CONTEXT OF INTERNAL ANALYSIS In today’s global economy, some resources that were traditionally critical to firms’ efforts to produce, sell, and distribute goods/services, access to financial resources and raw materials, and protected/regulated markets are now less likely to be source of competitive advantages. Global mind-set: ability to analyze, understand, and manage an internal organization in ways that are not dependent on assumptions of single country, culture, or context. Recognize that firms must possess resources and capabilities that allow understanding of and appropriate responses to competitive situations that are influenced by country specific factors and unique cultures.
CREATING VALUE Value: measured by product’s performance characteristics and its attributes for which customers are willing to pay. Firms w/ competitive advantage create more value for customers than competitors Creating value for customers is source of above-average returns for firm. What firm intends regarding value creation affects its choice of business-level strategy & organizational structure.
CHALLENGE OF ANALYZING INTERNAL ORGANIZATION Strategic decisions about internal organization have ethical implications, and significantly influence firm’s ability to earn above-average returns. Making decisions involving firm’s assets-identifying, developing, deploying, and protecting resources, capabilities, and core competencies-appear easy.
RESOURCES Some of firm’s resources are tangible, while others are intangible. Tangible resources: assets that can be observed and quantified. Intangible resources: assets that are rooted deeply in firm’s history, accumulate over time, and are difficult for competitors to analyze and imitate.

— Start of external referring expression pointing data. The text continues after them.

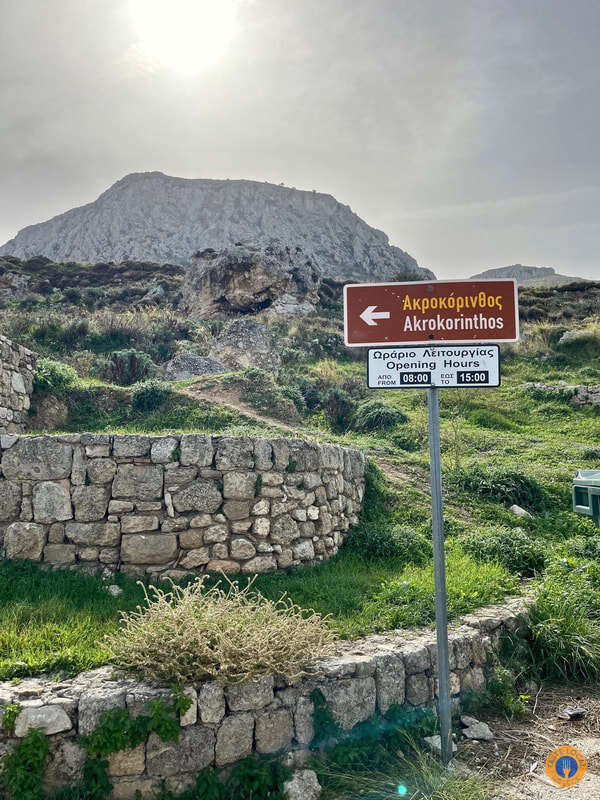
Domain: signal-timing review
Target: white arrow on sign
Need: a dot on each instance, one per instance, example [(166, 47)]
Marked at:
[(369, 315)]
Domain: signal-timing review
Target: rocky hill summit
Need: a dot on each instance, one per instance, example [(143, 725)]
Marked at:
[(528, 276), (154, 217)]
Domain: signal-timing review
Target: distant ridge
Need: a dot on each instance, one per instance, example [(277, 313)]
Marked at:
[(528, 276), (149, 216)]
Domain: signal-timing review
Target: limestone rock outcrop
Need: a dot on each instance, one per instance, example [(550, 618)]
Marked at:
[(250, 277), (247, 343), (150, 216)]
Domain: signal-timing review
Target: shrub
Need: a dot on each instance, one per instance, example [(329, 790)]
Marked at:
[(150, 395), (125, 367), (227, 634), (407, 438), (340, 409), (512, 547), (488, 418), (504, 485), (375, 415), (401, 542), (565, 622), (583, 547), (53, 377), (259, 389)]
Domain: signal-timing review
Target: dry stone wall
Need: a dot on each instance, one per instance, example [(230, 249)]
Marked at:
[(264, 716), (176, 504), (17, 365)]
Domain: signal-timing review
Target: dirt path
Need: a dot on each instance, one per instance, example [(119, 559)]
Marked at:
[(517, 755), (419, 478)]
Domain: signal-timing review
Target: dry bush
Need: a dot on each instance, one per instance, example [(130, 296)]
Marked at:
[(188, 634)]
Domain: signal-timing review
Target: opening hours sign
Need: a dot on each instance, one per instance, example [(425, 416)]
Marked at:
[(426, 312)]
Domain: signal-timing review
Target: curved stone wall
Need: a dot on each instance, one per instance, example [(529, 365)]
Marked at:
[(17, 365), (268, 715), (176, 504)]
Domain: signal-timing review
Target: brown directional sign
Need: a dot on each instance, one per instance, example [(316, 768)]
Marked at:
[(425, 312)]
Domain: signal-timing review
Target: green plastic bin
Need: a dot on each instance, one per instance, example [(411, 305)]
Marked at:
[(586, 493)]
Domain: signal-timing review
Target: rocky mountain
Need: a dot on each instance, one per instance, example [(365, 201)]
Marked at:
[(150, 216), (528, 276)]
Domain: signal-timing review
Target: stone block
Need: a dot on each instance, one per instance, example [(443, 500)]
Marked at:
[(239, 485), (193, 752), (284, 530), (236, 509), (304, 550), (234, 738), (351, 700), (10, 500), (134, 789), (128, 762), (259, 564), (215, 533), (201, 495), (234, 452), (157, 548), (242, 549), (417, 689), (59, 553), (64, 767), (24, 540), (211, 703), (196, 450), (303, 721), (139, 523), (250, 695), (274, 730), (48, 719), (195, 558), (416, 658), (303, 785), (90, 502), (56, 533), (190, 717), (222, 565), (263, 454), (51, 502), (164, 450), (120, 507), (389, 680), (101, 534), (38, 458), (138, 481), (131, 446), (261, 526)]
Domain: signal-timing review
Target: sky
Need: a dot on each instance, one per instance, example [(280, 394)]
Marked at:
[(469, 131)]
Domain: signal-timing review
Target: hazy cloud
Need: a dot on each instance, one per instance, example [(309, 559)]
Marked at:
[(468, 131)]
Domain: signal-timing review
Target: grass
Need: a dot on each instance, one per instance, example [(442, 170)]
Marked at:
[(55, 621)]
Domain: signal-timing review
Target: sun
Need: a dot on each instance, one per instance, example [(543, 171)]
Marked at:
[(183, 35)]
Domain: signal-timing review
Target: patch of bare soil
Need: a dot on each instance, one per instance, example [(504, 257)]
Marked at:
[(516, 756)]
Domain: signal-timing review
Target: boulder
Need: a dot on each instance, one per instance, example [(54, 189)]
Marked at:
[(249, 277), (247, 343), (184, 366), (303, 785), (38, 458), (24, 540)]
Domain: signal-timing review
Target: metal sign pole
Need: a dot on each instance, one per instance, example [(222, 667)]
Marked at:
[(439, 570)]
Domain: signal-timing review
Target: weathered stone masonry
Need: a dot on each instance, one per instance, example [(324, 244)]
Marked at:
[(176, 504), (264, 716), (17, 365)]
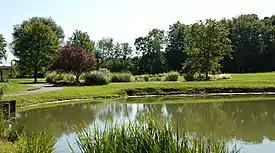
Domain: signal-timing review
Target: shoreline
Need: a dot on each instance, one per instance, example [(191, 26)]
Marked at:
[(198, 98)]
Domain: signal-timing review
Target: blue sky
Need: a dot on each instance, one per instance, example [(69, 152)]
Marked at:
[(124, 20)]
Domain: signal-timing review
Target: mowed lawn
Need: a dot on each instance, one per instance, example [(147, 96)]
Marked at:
[(256, 80)]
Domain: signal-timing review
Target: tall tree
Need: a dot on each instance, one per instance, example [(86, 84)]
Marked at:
[(74, 59), (3, 51), (206, 44), (82, 39), (35, 44), (151, 50), (3, 45), (175, 54), (105, 48)]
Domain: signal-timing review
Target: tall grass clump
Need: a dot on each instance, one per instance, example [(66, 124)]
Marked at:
[(150, 137), (36, 143), (54, 77), (121, 77), (222, 77), (3, 125), (96, 78), (172, 76)]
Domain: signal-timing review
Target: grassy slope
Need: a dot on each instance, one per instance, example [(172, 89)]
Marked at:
[(7, 147), (245, 81), (16, 87)]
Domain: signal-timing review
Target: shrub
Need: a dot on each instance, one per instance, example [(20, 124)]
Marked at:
[(55, 77), (138, 78), (221, 76), (121, 77), (189, 77), (146, 77), (105, 70), (172, 76), (155, 78), (96, 78), (202, 77)]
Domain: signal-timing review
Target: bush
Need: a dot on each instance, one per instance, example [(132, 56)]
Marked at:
[(189, 77), (155, 78), (138, 78), (96, 78), (172, 76), (146, 77), (221, 76), (55, 77), (121, 77)]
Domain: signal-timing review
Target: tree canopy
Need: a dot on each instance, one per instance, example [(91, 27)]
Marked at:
[(35, 44), (82, 39), (74, 59), (3, 45), (206, 45)]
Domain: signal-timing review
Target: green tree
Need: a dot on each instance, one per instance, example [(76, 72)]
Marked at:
[(151, 50), (3, 45), (35, 44), (175, 54), (82, 39), (25, 66), (105, 48), (206, 44), (3, 51)]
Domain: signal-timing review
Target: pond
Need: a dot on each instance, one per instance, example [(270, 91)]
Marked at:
[(248, 125)]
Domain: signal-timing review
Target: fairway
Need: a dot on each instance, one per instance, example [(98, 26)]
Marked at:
[(240, 82)]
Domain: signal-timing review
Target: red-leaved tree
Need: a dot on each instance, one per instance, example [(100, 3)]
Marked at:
[(73, 59)]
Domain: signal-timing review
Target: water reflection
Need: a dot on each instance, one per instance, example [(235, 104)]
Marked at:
[(249, 122)]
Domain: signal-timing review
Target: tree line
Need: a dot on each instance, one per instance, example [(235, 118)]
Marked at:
[(241, 44)]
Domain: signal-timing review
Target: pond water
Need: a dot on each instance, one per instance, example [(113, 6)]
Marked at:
[(248, 125)]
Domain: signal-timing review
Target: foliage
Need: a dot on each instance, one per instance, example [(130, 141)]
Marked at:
[(175, 53), (146, 77), (76, 60), (155, 78), (152, 136), (3, 51), (207, 44), (54, 77), (82, 39), (35, 44), (241, 83), (189, 77), (172, 76), (139, 78), (222, 76), (151, 48), (254, 42), (36, 143), (121, 77), (96, 78)]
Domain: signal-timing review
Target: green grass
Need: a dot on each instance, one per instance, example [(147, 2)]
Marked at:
[(16, 87), (8, 147), (238, 83)]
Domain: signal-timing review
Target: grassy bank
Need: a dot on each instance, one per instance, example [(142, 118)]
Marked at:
[(261, 82)]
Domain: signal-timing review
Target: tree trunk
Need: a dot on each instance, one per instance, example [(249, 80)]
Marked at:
[(97, 61), (35, 73)]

CAPABILITIES Used to complete organizational tasks required to produce, distribute and service goods or services firm provides to customers for purpose of creating value for them.
CORE COMPETENCIES Distinguish company competitively and reflect its personality. At capacity to take action, core competencies are “crown jewels of company,” activities company performs compared to competitors and through which firm adds unique value to goods/services it sells to customers. Ex: Apple’s are innovation and excellent customer service.
OUTSOURCING Outsourcing: purchase of value-creating activity or support function activity from external supplier. Firms engaged in outsourcing increase flexibility, reduce risks, and reduce capital investments. It’s an increasing trend in multiple global industries.
COMPETENCIES, STRENGTHS, WEAKNESSES, AND STRATEGIC DECISIONS If firm has weak capabilities or doesn’t have core competencies in areas required to achieve competitive advantage, it must acquire resources and build needed capabilities and competencies. Firm could decide to outsource function or activity where it is weak to improve activity to use its remaining resources to create value.